The result is “Lenny the Loon: An Adventure on Lake Minnetonka,” a hardcover picture book that Casey, now 28, self-published and launched in November. The locations in the book are colorfully (and accurately) depicted by Yana Popova, a London-based illustrator who Casey found on Facebook and paid $3,000.

To say a book about a loon has been flying off the shelves would be, well, a groan-worthy bit of wordplay. But within weeks, Casey sold the 750 copies needed to earn back the $15,000 she invested in the book, after it was rejected by a number of publishers.

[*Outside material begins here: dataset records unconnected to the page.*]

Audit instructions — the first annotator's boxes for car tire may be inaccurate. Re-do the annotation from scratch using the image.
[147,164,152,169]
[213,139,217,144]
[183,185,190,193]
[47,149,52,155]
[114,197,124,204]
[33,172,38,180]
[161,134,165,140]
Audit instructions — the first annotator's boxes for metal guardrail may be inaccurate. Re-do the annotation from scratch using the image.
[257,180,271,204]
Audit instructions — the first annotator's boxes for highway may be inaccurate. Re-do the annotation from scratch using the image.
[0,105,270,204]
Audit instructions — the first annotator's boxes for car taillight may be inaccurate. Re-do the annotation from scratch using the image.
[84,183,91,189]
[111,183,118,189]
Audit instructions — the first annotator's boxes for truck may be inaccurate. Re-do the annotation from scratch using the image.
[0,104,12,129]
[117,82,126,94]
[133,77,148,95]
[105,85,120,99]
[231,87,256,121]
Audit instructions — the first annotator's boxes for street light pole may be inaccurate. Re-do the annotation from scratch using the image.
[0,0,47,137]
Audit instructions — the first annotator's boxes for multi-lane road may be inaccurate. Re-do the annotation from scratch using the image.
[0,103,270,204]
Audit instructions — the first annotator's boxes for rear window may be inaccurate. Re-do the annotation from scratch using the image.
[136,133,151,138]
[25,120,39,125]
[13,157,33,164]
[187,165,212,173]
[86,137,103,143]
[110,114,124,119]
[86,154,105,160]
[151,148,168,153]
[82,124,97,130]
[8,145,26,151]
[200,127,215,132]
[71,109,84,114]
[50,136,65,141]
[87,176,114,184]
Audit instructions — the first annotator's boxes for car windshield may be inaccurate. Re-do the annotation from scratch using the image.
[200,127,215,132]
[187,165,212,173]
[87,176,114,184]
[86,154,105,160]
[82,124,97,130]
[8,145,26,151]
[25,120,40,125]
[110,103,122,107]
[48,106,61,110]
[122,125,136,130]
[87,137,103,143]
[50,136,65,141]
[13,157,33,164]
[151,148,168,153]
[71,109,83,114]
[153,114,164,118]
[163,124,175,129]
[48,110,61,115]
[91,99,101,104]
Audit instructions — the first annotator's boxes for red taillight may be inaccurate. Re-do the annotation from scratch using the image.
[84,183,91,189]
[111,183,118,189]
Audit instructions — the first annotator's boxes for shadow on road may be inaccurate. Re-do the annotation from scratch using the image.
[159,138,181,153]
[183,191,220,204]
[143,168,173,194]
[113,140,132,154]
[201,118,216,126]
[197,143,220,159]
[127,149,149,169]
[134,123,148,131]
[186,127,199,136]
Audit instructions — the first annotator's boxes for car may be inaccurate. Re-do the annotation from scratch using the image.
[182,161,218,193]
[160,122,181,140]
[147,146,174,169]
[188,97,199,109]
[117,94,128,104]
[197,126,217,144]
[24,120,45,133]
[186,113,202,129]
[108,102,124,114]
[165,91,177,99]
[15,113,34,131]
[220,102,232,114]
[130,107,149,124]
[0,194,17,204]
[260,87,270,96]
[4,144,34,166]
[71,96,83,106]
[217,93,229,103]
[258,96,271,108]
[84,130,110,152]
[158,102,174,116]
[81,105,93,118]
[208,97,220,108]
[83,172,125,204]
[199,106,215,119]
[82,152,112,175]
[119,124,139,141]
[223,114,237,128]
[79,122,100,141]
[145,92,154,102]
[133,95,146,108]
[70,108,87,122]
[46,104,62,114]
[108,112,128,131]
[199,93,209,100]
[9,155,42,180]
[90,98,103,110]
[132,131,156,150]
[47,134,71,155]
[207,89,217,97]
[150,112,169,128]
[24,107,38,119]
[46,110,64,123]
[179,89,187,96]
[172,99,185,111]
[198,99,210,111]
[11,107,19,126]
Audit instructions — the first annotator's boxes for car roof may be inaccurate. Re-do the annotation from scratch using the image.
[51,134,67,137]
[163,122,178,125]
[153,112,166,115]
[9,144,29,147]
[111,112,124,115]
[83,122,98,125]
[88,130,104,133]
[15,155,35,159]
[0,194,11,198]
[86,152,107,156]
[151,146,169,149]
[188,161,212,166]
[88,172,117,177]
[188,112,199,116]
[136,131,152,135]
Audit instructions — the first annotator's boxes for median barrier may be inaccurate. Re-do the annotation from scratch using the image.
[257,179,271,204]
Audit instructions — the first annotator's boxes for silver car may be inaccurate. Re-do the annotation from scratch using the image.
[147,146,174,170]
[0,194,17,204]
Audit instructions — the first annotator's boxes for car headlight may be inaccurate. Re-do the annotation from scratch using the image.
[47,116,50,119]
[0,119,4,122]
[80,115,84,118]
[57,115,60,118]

With help from book-signing events at retail spots around the lake and energetic marketing on social media, “Lenny” now has sold about 1,200 copies, far exceeding the author’s expectations.

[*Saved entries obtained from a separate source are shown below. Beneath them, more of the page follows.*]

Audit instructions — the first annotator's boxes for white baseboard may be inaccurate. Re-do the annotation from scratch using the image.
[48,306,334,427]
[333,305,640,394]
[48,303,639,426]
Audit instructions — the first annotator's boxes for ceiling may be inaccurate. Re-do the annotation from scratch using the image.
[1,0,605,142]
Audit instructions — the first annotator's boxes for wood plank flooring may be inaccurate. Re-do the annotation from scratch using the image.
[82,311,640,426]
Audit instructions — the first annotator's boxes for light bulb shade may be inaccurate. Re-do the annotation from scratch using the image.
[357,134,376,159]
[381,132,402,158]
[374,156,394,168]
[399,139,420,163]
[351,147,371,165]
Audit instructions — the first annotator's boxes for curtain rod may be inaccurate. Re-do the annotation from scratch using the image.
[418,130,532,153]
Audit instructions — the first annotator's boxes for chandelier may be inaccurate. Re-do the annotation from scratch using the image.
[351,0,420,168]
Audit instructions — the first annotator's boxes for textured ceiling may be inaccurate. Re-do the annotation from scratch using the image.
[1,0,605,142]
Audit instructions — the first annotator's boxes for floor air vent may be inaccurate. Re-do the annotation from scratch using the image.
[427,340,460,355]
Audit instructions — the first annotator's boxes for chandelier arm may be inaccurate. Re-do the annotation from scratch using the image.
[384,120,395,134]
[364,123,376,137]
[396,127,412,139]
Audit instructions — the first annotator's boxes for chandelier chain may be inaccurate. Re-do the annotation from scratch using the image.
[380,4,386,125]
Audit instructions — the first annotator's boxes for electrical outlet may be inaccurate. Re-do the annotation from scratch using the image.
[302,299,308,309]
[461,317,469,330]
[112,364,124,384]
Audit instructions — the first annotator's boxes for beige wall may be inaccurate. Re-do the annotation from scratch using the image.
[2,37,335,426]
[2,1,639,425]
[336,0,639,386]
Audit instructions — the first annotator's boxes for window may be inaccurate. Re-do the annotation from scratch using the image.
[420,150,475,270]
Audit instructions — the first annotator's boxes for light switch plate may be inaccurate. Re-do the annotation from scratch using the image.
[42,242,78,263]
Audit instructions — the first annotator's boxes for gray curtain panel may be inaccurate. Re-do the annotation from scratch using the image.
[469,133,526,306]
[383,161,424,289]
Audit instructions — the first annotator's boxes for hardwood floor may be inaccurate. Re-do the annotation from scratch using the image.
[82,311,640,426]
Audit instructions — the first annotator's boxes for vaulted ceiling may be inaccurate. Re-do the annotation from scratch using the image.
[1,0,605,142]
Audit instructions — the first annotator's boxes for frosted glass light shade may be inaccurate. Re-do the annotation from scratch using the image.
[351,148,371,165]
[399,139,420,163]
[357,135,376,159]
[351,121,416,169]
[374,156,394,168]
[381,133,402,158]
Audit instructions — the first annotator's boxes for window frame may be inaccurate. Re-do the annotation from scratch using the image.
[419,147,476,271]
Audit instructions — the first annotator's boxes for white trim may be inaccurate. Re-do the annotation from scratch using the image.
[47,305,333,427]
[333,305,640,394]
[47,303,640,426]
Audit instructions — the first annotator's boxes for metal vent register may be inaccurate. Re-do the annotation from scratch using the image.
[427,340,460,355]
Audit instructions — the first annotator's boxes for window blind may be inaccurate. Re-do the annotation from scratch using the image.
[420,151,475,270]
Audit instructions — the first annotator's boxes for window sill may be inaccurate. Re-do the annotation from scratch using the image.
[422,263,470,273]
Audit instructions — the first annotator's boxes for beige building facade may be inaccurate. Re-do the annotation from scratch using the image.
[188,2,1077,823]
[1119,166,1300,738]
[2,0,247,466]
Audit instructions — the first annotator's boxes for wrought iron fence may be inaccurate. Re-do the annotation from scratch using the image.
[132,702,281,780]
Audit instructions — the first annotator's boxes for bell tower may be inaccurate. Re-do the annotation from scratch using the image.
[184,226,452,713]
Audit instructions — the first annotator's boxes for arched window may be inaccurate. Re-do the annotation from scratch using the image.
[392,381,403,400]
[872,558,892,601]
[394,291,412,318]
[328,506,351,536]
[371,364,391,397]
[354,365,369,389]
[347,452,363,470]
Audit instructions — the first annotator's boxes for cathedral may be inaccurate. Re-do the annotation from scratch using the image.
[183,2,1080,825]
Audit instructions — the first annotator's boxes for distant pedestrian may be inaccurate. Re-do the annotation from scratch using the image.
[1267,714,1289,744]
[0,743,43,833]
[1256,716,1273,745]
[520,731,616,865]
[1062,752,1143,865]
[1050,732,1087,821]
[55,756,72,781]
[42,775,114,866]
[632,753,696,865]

“I really hoped I would break even,” Casey said.

The book has proved popular as a gift for kids and a memento for lake enthusiasts. Many people have bought four or more copies at a time, she said.

At Excelsior Bay Books, where Casey recently held a signing event, co-owner Ellie Temple estimated that “Lenny” has probably sold more than 100 copies, making it the shop’s bestselling children’s book this fall. (The best ever? No, Temple said. “Harry Potter” set the bar pretty high.)

Casey grew up in Mound, a couple of blocks from the lake. At 13, she started working at Al & Alma’s Supper Club, a 62-year-old local institution famous for its dinner cruises. She started serving food and drinks on the cruise boats and got to know her way around Minnetonka’s sprawling waters, eventually earning a captain’s license and driving the boats as well.

To learn how to write children’s books, Casey read a couple guides and concocted a plot featuring a loon, Minnesota’s state bird and her own favorite.

Writing in verse, she found that keeping the language and ideas simple enough for small children was harder than it seemed. Substituting a shorter word for a long one meant finding a different word to rhyme. “Lenny” went through 12 drafts.

The book tells the story of Lenny, a loon who lives on Lake Minnetonka and encounters a walleye named Wally who wants to move to Mexico. Lenny agrees to guide Wally to Grays Bay, where fish can enter Minnehaha Creek and swim to the Mississippi River and eventually the Gulf of Mexico.

OK, so walleyes don’t live in saltwater, but this isn’t an ichthyology textbook. Fish don’t talk, either.

Lenny and Wally traverse the lake, past Mound and Excelsior and Wayzata, taking in its water skiers, cruise boats and restaurants. The book name-checks Cook’s Bay, Seton Channel, Spirit Island and other lake features, giving readers a lesson on the lake’s geography. It includes a map of the whole lake marked with the characters’ route.

At one point, the two aquatic friends pause to admire a sunset and the text turns philosophical: “It’s hard to see the beauty of a place/ When you go through life as if it’s a race.”

As they approach the creek, Wally starts to look downcast. “[W]hen Lenny looked at Wally/ He saw a frown/ ‘What’s wrong, my friend?/ You’re about to leave town!”

Spoiler alert: There’s a happy ending.

“Lake Minnetonka is a place of magic,” the book concludes. “Missing out on the fun would be ever so tragic!”

That sentiment reflects Casey’s own feelings. Though now living in Minneapolis, she has a full-time job as a personal assistant to a family living on the lake. She still considers the lake her home.

“It’s carefree, a place when you can leave your troubles on the shore and enjoy yourself,” Casey said. “I think the best word for it is tranquil.”